In the 2023 King's Birthday and Coronation Honours, Kós was appointed a Knight Companion of the New Zealand Order of Merit, for services to the judiciary and legal education.

== Notable cases ==
Justice Kós wrote the judgments in a number of notable cases: in criminal law he wrote the guideline judgment on serious drug offence sentencing (Zhang v R), on mental health deficits as a mitigating factor in sentencing generally (Orchard v R) and judgments in appeals concerning the manslaughter of 3 year-old Moko Rangitoheriri (Shailer v R) and the murder of British backpacker Grace Millane (Kempson v R), in civil and public law he has written leading judgments on fiduciary duties and economic duress (Dold v Murphy) the doctrine of penalties (Wilaci Pty Ltd v Torchlight Fund, 127 Hobson Street Ltd v Honey Bees Preschool Ltd), defamation (Hagaman v Little, Craig v MacGregor) and prospective costs and Beddoe orders in trusts cases (Woodward v Smith, McCallum v McCallum), a judgment in which Kos sought to rein in background evidence admissible in a contract interpretation case did not survive further appeal to the Supreme Court (Bathurst Resources Ltd v L&M Coal Holdings Ltd). In the Supreme Court he dissented in the voting rights case, holding that the 18-year qualification threshold in the Electoral Act was not inconsistent with the Bill of Rights Act (Make It 16 Incorporated v Attorney-General).

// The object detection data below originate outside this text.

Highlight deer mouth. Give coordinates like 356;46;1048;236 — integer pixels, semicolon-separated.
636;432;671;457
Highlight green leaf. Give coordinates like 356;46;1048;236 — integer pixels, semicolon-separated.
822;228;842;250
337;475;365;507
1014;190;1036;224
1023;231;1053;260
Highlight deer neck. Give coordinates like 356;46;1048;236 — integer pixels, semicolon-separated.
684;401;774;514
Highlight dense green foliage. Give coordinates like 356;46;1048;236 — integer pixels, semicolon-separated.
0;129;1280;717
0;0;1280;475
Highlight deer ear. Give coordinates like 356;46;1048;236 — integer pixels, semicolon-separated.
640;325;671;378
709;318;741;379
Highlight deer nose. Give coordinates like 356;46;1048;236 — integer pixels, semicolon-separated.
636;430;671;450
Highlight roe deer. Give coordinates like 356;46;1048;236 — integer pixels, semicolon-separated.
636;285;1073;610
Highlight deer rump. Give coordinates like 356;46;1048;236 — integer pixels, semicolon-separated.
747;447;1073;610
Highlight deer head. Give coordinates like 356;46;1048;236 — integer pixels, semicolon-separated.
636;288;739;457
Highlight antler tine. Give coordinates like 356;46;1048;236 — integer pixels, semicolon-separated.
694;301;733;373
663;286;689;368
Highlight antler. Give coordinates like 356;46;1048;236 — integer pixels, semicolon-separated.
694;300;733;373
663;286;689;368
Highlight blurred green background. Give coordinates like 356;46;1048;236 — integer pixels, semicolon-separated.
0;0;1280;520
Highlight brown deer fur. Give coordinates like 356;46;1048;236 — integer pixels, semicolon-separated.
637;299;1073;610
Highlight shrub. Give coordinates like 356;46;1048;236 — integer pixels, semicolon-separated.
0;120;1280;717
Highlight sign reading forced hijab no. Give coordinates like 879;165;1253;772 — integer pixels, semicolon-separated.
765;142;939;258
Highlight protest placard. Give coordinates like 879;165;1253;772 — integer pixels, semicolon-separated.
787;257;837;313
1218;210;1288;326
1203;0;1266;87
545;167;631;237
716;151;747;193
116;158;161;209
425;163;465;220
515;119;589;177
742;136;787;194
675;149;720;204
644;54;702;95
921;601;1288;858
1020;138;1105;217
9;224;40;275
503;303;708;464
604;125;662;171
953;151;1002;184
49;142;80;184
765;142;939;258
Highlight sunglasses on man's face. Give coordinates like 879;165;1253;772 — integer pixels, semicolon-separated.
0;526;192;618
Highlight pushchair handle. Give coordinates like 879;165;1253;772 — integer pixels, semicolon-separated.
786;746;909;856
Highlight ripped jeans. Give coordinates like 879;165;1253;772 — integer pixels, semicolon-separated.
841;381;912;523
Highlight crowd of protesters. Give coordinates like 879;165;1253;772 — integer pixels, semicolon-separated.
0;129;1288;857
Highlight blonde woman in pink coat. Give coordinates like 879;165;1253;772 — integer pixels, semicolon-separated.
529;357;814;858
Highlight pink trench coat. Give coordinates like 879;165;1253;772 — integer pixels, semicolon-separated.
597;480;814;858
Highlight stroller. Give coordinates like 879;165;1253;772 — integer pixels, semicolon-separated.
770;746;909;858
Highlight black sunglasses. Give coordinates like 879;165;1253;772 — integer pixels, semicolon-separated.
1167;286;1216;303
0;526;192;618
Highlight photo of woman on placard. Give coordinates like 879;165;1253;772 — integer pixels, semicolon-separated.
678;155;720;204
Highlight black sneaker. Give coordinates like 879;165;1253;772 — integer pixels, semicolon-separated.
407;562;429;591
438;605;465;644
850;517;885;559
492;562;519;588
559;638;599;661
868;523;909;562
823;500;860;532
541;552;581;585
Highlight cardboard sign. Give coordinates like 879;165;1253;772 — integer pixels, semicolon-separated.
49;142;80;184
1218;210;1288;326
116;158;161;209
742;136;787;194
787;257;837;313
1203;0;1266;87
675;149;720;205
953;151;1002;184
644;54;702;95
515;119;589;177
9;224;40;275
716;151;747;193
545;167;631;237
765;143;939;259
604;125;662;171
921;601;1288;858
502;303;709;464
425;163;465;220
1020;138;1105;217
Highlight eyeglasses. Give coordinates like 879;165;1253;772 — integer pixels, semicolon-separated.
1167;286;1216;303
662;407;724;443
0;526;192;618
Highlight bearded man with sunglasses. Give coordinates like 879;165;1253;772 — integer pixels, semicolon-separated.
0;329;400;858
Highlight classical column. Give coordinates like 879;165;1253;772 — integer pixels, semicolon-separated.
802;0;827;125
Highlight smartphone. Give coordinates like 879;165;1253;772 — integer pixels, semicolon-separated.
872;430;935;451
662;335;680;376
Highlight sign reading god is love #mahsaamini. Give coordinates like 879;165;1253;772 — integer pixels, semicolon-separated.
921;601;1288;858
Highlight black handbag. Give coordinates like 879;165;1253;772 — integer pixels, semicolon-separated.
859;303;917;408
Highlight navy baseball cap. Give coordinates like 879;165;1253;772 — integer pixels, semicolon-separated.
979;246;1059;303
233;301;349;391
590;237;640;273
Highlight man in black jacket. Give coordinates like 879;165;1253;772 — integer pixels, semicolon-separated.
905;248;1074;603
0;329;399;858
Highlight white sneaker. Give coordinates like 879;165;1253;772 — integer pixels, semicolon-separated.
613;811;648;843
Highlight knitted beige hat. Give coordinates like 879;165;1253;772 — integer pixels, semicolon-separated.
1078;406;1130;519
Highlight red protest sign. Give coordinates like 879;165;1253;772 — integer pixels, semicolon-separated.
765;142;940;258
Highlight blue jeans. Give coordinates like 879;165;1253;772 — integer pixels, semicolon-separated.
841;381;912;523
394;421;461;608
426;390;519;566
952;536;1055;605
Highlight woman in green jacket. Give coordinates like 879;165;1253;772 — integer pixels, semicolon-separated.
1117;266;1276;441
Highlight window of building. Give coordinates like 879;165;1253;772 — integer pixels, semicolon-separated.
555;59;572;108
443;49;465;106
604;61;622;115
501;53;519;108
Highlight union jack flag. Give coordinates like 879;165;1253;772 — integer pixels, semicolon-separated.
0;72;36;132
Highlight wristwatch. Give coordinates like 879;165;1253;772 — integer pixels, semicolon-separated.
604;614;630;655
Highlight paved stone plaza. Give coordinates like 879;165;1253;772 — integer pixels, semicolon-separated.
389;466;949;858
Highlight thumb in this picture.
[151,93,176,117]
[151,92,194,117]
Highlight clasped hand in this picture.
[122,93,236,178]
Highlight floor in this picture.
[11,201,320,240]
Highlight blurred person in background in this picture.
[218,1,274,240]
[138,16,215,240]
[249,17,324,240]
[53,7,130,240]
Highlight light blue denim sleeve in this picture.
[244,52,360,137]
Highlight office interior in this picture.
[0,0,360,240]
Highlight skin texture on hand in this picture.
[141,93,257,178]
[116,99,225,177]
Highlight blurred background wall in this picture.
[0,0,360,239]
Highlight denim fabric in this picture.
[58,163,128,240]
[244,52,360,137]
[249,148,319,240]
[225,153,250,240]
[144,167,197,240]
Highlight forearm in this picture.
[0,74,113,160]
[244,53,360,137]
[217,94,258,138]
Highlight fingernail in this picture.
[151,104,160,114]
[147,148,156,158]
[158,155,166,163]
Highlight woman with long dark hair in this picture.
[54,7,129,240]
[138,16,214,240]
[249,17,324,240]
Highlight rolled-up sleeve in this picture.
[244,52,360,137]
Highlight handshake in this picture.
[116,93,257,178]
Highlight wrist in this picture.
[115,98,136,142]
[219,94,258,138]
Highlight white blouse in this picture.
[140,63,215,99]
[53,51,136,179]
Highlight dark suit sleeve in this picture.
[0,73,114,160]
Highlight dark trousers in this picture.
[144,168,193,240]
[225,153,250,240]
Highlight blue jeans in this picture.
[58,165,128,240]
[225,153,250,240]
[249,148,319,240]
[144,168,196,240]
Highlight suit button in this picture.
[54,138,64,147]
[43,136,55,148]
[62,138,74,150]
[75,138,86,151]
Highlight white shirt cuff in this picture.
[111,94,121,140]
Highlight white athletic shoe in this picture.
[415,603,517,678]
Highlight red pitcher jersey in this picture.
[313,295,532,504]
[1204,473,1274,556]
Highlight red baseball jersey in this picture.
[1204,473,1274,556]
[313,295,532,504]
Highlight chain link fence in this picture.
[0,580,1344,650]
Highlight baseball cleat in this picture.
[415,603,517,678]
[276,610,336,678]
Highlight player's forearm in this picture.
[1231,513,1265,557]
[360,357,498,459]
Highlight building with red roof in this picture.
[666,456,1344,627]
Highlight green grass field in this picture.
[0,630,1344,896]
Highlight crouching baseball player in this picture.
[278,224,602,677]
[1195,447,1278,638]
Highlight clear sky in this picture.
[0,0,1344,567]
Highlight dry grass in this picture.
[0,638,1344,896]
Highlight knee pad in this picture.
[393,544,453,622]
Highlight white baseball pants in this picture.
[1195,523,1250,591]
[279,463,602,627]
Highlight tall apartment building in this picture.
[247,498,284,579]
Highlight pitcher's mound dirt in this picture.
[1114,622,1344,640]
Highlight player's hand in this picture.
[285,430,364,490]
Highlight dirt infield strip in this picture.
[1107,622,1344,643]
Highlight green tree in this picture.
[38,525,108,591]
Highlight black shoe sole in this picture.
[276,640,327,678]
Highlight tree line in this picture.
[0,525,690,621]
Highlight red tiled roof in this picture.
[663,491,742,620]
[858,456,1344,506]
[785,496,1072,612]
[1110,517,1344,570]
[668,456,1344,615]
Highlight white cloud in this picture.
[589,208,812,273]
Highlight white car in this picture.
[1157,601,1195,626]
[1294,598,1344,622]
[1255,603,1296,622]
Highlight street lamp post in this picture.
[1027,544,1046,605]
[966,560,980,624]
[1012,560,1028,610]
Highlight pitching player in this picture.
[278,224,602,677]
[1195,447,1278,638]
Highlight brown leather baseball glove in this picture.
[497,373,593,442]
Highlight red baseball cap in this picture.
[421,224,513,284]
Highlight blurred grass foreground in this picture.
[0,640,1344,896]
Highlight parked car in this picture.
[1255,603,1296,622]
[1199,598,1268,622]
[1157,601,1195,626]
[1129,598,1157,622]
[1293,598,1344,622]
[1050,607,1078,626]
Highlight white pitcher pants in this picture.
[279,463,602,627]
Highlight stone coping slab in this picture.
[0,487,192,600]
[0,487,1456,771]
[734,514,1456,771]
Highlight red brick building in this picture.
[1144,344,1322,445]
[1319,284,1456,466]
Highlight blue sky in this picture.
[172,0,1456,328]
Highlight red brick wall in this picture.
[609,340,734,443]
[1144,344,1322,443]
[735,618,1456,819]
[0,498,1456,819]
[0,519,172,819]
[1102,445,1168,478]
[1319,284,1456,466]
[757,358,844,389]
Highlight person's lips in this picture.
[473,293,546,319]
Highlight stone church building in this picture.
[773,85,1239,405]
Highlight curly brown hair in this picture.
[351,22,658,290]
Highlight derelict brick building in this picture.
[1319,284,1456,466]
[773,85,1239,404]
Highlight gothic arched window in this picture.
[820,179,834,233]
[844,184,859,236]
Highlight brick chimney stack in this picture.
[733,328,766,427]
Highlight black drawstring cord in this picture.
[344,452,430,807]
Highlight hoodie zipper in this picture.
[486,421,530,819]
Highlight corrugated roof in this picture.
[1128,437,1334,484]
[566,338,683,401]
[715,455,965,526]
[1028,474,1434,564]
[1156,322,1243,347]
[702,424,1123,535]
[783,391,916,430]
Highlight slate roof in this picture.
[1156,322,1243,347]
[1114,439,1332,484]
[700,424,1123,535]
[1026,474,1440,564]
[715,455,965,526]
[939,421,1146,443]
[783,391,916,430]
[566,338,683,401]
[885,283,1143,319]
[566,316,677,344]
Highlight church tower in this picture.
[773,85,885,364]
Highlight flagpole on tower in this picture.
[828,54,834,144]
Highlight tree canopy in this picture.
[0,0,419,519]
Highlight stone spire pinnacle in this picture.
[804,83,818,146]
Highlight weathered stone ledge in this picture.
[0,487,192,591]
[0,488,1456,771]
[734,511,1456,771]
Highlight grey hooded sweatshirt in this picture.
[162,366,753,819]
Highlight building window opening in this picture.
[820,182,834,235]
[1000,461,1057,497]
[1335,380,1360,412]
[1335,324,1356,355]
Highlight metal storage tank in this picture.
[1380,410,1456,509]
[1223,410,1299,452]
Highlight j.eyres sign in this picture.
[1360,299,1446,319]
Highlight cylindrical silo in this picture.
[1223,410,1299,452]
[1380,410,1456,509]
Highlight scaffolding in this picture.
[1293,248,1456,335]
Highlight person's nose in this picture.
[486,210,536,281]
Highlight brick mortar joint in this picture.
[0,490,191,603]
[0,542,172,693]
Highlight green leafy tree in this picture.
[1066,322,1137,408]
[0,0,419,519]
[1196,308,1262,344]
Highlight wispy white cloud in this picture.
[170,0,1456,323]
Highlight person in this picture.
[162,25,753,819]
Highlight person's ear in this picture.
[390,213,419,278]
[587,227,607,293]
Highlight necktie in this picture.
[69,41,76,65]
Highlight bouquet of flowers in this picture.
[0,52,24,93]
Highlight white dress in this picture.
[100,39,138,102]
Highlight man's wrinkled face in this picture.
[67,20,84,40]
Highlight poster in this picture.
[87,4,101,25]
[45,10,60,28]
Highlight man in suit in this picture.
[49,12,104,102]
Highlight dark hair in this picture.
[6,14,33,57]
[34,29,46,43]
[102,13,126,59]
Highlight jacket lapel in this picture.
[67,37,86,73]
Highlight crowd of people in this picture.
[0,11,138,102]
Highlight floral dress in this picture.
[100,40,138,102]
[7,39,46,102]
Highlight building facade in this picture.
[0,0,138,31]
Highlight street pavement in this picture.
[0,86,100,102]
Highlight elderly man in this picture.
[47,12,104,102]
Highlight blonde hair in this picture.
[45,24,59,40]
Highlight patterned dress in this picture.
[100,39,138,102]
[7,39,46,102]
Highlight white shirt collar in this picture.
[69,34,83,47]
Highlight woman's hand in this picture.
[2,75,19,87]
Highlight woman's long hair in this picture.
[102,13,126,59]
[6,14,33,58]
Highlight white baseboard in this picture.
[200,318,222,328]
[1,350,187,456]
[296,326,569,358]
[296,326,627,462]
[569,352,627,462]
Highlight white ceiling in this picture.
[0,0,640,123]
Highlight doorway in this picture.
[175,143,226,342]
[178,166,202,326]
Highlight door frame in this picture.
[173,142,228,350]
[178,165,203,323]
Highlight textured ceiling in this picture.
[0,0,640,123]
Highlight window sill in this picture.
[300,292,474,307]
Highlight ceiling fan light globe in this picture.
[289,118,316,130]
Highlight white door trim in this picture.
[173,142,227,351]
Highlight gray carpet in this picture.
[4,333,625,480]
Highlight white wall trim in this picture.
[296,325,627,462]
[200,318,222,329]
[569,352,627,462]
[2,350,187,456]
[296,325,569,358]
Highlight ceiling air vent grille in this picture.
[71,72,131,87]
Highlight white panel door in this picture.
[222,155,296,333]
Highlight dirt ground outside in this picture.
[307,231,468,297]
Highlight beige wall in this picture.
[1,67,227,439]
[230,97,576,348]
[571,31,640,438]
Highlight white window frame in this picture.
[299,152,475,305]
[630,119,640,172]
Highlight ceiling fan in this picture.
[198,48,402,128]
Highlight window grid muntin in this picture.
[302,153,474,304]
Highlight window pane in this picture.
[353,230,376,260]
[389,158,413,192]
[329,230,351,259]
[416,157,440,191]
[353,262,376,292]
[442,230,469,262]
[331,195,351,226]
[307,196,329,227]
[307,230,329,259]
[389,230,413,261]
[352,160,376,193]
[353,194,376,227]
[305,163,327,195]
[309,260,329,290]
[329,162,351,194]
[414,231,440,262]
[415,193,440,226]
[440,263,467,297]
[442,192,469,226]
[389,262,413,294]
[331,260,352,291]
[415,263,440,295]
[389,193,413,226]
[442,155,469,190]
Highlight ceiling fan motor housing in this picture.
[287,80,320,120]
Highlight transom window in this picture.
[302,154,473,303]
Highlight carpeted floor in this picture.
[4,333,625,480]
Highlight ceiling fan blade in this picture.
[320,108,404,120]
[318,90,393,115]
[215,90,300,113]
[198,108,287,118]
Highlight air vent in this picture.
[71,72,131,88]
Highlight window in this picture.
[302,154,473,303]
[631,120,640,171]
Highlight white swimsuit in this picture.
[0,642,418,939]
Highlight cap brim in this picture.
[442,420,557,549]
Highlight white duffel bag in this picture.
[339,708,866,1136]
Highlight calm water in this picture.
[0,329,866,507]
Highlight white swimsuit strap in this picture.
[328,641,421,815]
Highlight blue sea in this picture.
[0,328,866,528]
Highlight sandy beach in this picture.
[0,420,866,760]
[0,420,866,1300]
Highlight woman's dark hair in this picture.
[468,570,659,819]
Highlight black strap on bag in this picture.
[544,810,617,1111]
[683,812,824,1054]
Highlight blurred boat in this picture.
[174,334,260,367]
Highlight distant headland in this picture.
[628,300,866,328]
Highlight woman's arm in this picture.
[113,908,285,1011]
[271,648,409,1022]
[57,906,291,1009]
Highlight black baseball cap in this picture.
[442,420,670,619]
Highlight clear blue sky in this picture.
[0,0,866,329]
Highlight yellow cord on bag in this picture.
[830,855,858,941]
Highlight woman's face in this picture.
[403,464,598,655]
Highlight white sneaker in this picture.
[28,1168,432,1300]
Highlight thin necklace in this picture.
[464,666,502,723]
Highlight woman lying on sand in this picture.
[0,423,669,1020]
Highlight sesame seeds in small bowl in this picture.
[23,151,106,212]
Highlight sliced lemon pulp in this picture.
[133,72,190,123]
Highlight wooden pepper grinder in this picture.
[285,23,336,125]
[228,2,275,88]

== Extra-judicial writing ==
Justice Kós has written in three particular areas:

===Civil remedies===
As co-author of Butler's Equity and Trusts in New Zealand and Blanchard's Civil Remedies in New Zealand.

===Civil and criminal justice reform===
In 2016 he advocated a civil law inquisitorial approach for unrepresented litigants, to improve access to justice. In 2018 he gave a speech to Victim Support advocating new approaches to sentencing and corrections, in particular changes to home detention and prison sentencing.

===Legal history===
Kós has written extensively on connections between legal and political history – on New Zealand's nuclear treaty cases in the International Court of Justice, constitutional law (and the case of Fitzgerald v Muldoon), on appellate history, and on jurisprudential differences between New Zealand and Australia.